Dear Friends at Saint Frances Cabrini Parish and Saint Mary’s Immaculate Conception Parish:
Praised be Jesus Christ! Even with the clashes and conflicts that did come home to us in the United States in the past 40 years, it remains true that recent times for us here have been stable ones. So much so that many of us in our 40’s and younger have never really known what it is like to live with true social upheaval, or to live without basic freedoms, or to go without necessities for lengthy periods of time.
There are many blessings to such essentially peaceful stretches as these, but there are pitfalls as well. A chief danger of stability is that it can foster complacency. It also has the potential to delude us into believing that we ourselves are the source of our security, and as a result we develop an overconfidence in our ability to solve any problem that confronts us. We grow forgetful of the fact that progress is actually not inevitable in our fallen world, and that death will always be with us. To put this in classical Christian terms: we forget that we need a savior, thinking instead that we can save ourselves.
If one is paying attention, however, it is clear that we do still need a savior. The last few years have brought about a new level of social upheaval that we have not lived through in this country for awhile now. A major contributor to the wider social upheaval is what might be termed the steady, decades-long rise of personal upheaval. There has been relative peace on our borders and in our streets, but there has been a declining peace in our homes and in our hearts as most of our established social conventions have evaporated. Politics, science, medicine, military might, economic forces, and social media trends are the dominant cultural anchors in our post-Christian society, and none of them are much of an anchor at all. We sense this in our very bones. Our prior personal anchors of stable marriage, the domestic family, of producing children, and of knowing what is male and female are also called into question on a massive scale. All of this destabilization leads to ever-rising levels of personal and social anxiety as we cast about for anything to grab on to in order to stabilize ourselves.

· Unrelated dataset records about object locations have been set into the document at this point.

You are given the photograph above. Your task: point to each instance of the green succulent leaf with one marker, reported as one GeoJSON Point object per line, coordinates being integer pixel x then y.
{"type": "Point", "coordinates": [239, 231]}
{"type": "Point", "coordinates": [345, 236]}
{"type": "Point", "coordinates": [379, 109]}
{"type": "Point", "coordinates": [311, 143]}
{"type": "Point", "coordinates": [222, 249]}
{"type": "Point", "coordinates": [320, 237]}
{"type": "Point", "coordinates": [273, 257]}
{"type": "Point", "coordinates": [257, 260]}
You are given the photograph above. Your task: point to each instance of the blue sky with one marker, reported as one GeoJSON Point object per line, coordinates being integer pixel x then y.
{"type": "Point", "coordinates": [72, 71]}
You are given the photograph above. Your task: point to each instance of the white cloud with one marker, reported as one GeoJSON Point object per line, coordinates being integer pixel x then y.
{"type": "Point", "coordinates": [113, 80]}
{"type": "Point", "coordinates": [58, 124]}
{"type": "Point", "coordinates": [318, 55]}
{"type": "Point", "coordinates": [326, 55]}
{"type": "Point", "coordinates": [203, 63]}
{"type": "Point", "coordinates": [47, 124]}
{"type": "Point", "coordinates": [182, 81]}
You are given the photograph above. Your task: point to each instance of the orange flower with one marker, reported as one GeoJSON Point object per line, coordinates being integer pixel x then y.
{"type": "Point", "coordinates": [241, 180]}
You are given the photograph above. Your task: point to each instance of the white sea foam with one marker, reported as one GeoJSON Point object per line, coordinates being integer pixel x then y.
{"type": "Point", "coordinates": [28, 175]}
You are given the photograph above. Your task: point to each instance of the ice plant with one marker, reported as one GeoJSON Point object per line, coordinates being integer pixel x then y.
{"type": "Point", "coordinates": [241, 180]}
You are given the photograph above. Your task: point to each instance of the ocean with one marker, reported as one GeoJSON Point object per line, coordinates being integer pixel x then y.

The remedy is Christ. We must be able to say that Jesus Christ is Lord. To utter that famous Scriptural expression is to place all hope, trust, faith, and security in a source that is not of this earth. A secular thinker scoffs at something so silly, but a sensible person looking around at the world realizes all too quickly the astonishing genius of an anchor that originates in a realm other than this one. This world is beautiful, but it is fundamentally broken. It does not have the power to fix itself. A Christian knows this and clings tightly to the authority and power of God, while still living in the broken world with hope and with joy.
To say Jesus Christ is Lord by necessity eliminates any other competition to the role of Lord in our hearts and in our society. It places every single possible earthly voice of authority in its proper place, namely a place that is always secondary rather than primary. God reigns supreme and he places everything under his feet. Paradoxically, God does this by bending down in humility from his throne to stoop before us and wash our feet. He reigns as a Lord of love in a way that no other earthly entity can. In this way his Lordship is the greatest protection of human rights and dignity. If I know that only the Lord is Lord, and that he reigns as a servant, then I also know I can never be Lord over anyone else by attempting to make them my servant. Conversely, if I forget that Jesus is Lord, then I make myself Lord and force others to be slaves to my way and to my will. The way of secular man always ends up being the way of coercion. Conversely, the authentic Christian way of Jesus the Lord always ends up being the way of compassion, and the protection of the weakest.
Our theme for this coming year at our parishes is Jesus Christ is Lord. The world needs to hear us say it. We ourselves need to say it. Jesus Christ is Lord.